Never was this more acutely felt than during the occasional parties held on the band’s native Eel Pie Island. In the middle of the Thames, near Twickenham, the island is still home to a clutch of architects, musicians, and shipbuilders. The band had practiced for years in a makeshift building attached to an old dock, beneath the house in which father and son Blaine and Henry Harrison lived. Every few months the band would curate a lineup of their friends, and hundreds of excitable drunks would wend their way up the steps of the dock to pack inside the tiny room.

The NME might have coined the absurd ‘Thamesbeat’ tag, but it was these parties that came to define it. A startling, difficult Jamie T; a careeringly drunken Larrikin Love; a furious, carnivalesque Noisettes – they all played beneath a portrait of Syd Barrett, to a relentlessly supportive crowd swigging red wine from plastic jerry cans. For the early part of their career, Mystery Jets and Eel Pie Island were inseparable. In their music the band had created their own, skewed little vision of England. In Eel Pie that world was reified.

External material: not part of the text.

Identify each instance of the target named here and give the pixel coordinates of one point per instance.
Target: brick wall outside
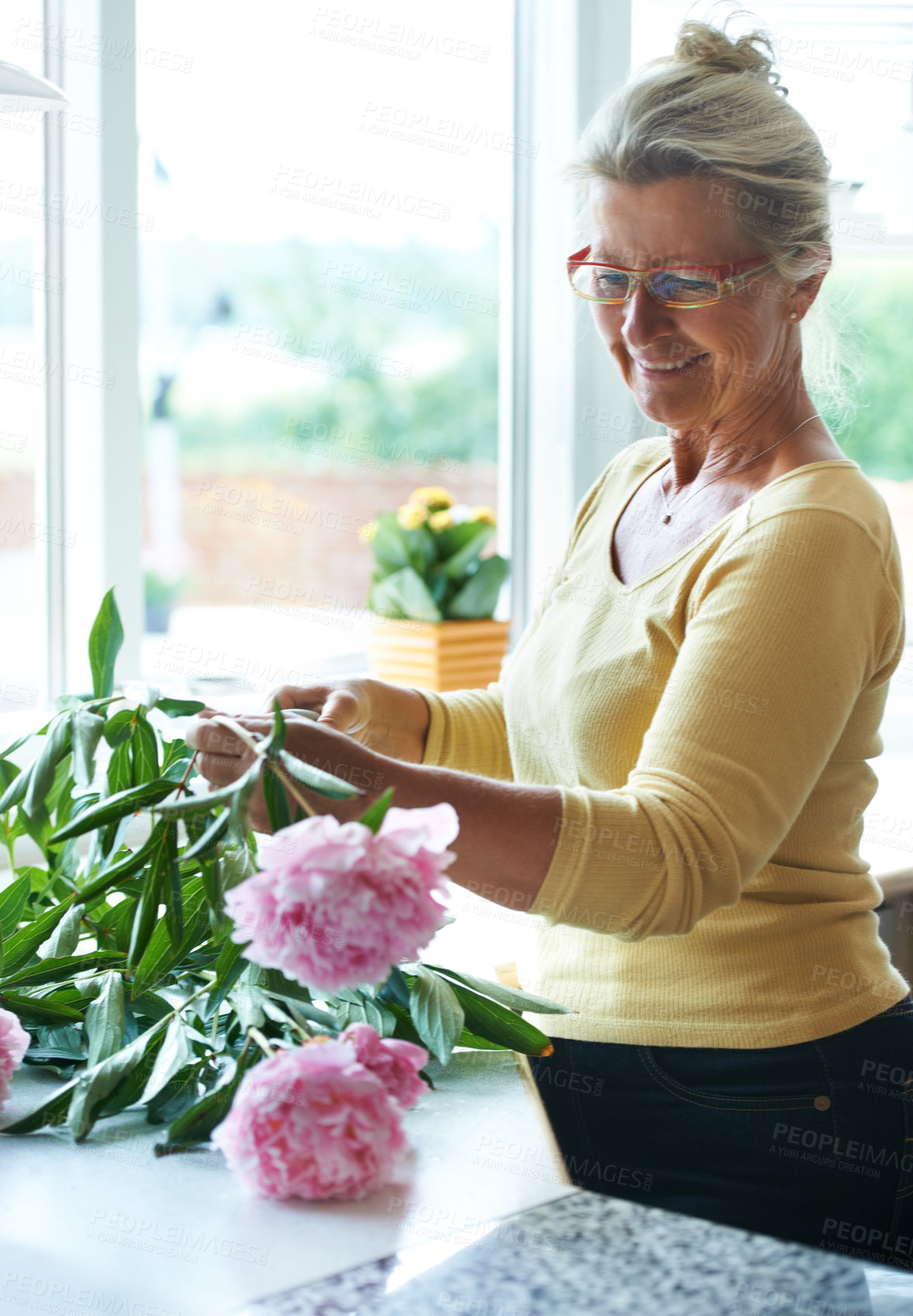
(295, 536)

After the release of Making Dens the band shed the geeky-boy-in-a-mystical-tree-house aesthetic, and began to explore more traditional rock tropes. If their debut was the sound of the class weirdos being let loose in the music room, then 2008’s Twenty One was the sound of those weirdos realising that, actually, they were cooler than they first thought – and, lo and behold, that girls liked them. The record instantly alienated a chunk of the band’s acolytes; there were mumbles of ‘Judas’ from those who had placed their hope in Mystery Jets as a vanguard for the return of prog. But in retrospect, Twenty One was a remarkably natural progression for a band whose heart had always truly belonged to pop. It was shorn of Making Dens’ foley adornments, and without these the band’s easy melodicism was thrown into starker relief.

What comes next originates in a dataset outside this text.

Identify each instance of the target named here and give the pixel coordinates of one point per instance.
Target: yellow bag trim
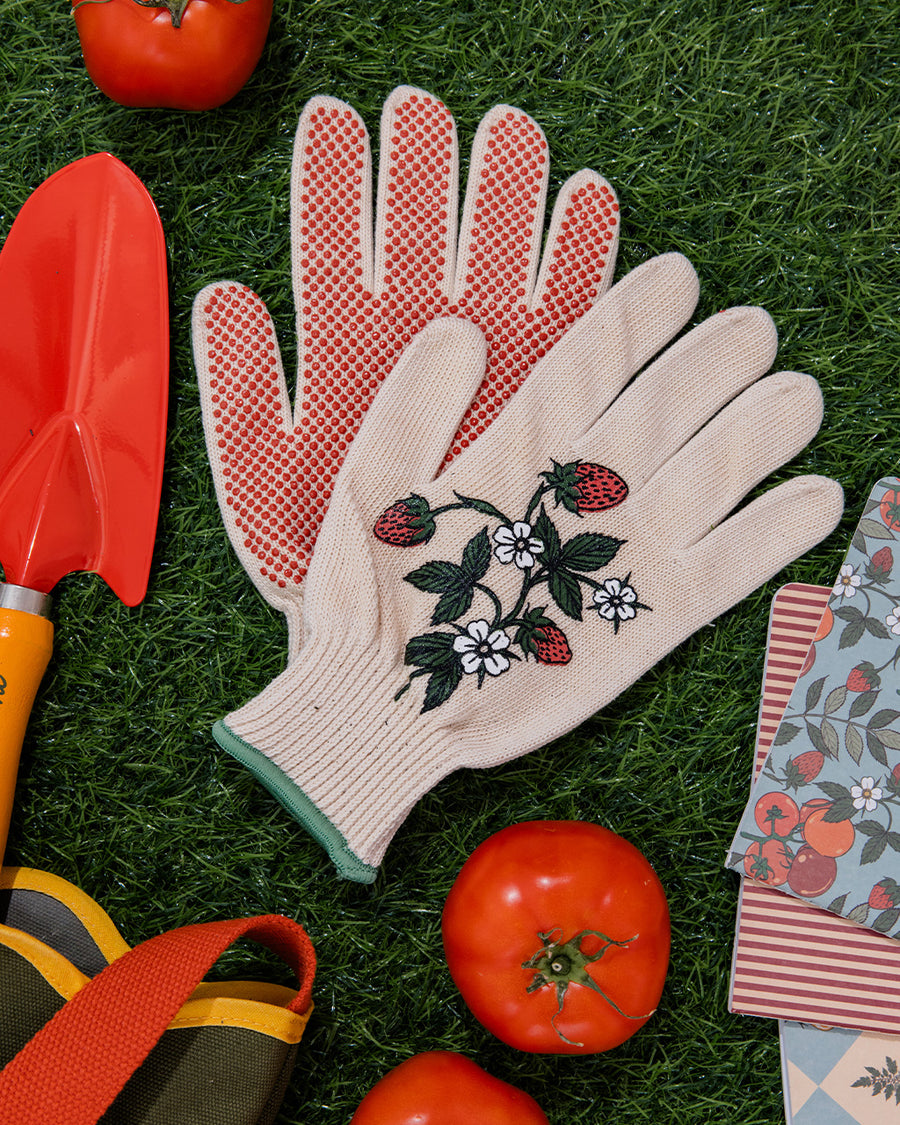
(257, 1006)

The record was undeniably front-loaded, but the first half of Twenty One contains a set of six songs as good as any released that year. Of those, the arms-aloft beauty of ‘Flakes’ provides one of the highpoints of the band’s career. Last June, three years after its release, I watched at Manchester’s Parklife as the band closed their set with the song – and, in the melancholic camaraderie with which they smothered the half-full tent, it was clear that Mystery Jets were already on their way to attaining the status of national treasures, despite the lukewarm reception granted to third album Seratonin.